No lo sabían, pero en ese momento daba lo mismo porque lo que importaba ahora era Frazer Chaplin… y que Barbara le tenía a la vista…
«Bla, bla, bla», pensó Barbara.
– Bien, bien, bien. Lo pillo -dijo ella-. Oh, maldita sea, creo que le estoy perdiendo, señor…, mala cobertura por aquí…, le estoy perdiendo.
– ¡Llama a los refuerzos de una vez por todas! -Esas fueron las última palabras que escuchó.
No se había quedado sin cobertura, pero el coche que estaba siguiendo había girado bruscamente hacia una carretera secundaria a las afueras de Brockenhurst.
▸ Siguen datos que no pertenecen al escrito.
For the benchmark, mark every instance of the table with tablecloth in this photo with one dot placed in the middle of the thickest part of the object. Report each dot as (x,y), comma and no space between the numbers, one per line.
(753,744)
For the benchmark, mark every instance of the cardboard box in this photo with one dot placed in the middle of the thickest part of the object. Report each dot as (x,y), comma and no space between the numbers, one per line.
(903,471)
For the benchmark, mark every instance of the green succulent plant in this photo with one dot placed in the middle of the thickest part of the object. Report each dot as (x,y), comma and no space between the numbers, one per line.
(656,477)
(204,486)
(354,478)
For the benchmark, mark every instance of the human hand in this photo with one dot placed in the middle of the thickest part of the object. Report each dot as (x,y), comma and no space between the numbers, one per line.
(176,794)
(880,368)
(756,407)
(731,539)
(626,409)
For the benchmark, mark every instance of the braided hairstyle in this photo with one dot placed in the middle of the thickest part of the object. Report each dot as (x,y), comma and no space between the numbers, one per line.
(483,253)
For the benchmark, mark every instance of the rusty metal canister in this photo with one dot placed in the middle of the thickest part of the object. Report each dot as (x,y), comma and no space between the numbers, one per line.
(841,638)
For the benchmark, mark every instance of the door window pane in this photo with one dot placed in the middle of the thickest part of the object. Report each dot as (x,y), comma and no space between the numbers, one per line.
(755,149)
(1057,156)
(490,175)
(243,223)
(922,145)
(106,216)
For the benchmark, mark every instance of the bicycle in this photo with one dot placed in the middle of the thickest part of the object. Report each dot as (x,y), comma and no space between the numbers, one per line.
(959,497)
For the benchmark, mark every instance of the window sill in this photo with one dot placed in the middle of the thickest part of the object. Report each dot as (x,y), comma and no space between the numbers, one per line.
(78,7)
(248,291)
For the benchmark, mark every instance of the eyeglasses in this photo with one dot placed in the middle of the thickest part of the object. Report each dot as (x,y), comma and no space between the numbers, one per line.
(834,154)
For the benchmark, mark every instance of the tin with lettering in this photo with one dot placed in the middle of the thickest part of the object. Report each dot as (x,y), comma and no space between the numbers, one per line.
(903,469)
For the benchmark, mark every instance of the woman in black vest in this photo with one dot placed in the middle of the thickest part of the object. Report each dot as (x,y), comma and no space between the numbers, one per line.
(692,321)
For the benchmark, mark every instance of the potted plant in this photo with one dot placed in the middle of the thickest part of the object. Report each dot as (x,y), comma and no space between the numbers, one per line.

La discusión con Lynley no podía distraerla en ese momento. Decidió ir a por todas y viró a la derecha, justo por delante de un camión de mudanzas que iba en dirección contraria, justo donde una señal indicaba dirección a Sway.
Su cabeza era un hervidero de información: hechos, nombres, caras y posibilidades. Ella contaba con poder hacer una pausa, ordenarlo todo y llamar a Lynley pidiendo los refuerzos con los que tanto insistía; o bien podía llegar primero al lugar donde se estaban dirigiendo, sondear la situación y tomar después las decisiones pertinentes. Escogió la segunda opción.
Tess iba en el asiento trasero del vehículo de Whiting. Como era tonta, la perra estaba encantada de dar una vuelta en un día laborable, ya que normalmente debía esperar en el coche a que Gordon terminara de trabajar para poder hacer algo más que tumbarse y esperar a poder divertirse persiguiendo ardillas. Sin embargo, ahora las ventanas estaban abiertas, sus orejas ondeaban y su nariz olfateaba el delicioso olor del verano. Gordon, sabiendo lo que iba a suceder, se dio cuenta de que la perra no iba a poder ayudarle.
Lo que iba a suceder era evidente. En lugar de dirigirse a Fritham, el primer enclave de campos que debía cruzarse antes de llegar a la propiedad de Gordon, Whiting condujo en dirección a Eyeworth Pond. Había un sendero antes de la laguna que le habría llevado a la casa de Gordon más rápido, pero Whiting pasó de largo y fue a la laguna, donde aparcó en el primer piso de ese tosco estacionamiento. Daba al agua.
Tess no cabía en sí de gozo esperando un paseo por los bosques que bordeaban el estanque y se extendían hasta abarcar una amplia superficie de árboles de cultivo, colinas y otros recintos. Ladró, agitó la cola y miró de modo significativo a través de la ventana abierta.
– O callas a la perra, o abres la puerta y la sacas de aquí -dijo Whiting.
– ¿No vamos a…? -contestó Gordon.
– Calla a la perra.
A partir de entonces, Gordon entendió que cualquier cosa que sucediera ocurriría en el coche. Y tenía sentido, cuando uno pensaba en la hora del día, la época del año y el hecho de que no estaban solos. Los coches estaban aparcados en el nivel inferior, y había dos familias dando de comer a los patos a lo lejos en el estanque, un grupo de ciclistas salían del bosque, una pareja de ancianos hacían un picnic debajo de uno de los sauces y se tumbaban en hamacas, y una mujer paseaba a seis cachorros a mediodía.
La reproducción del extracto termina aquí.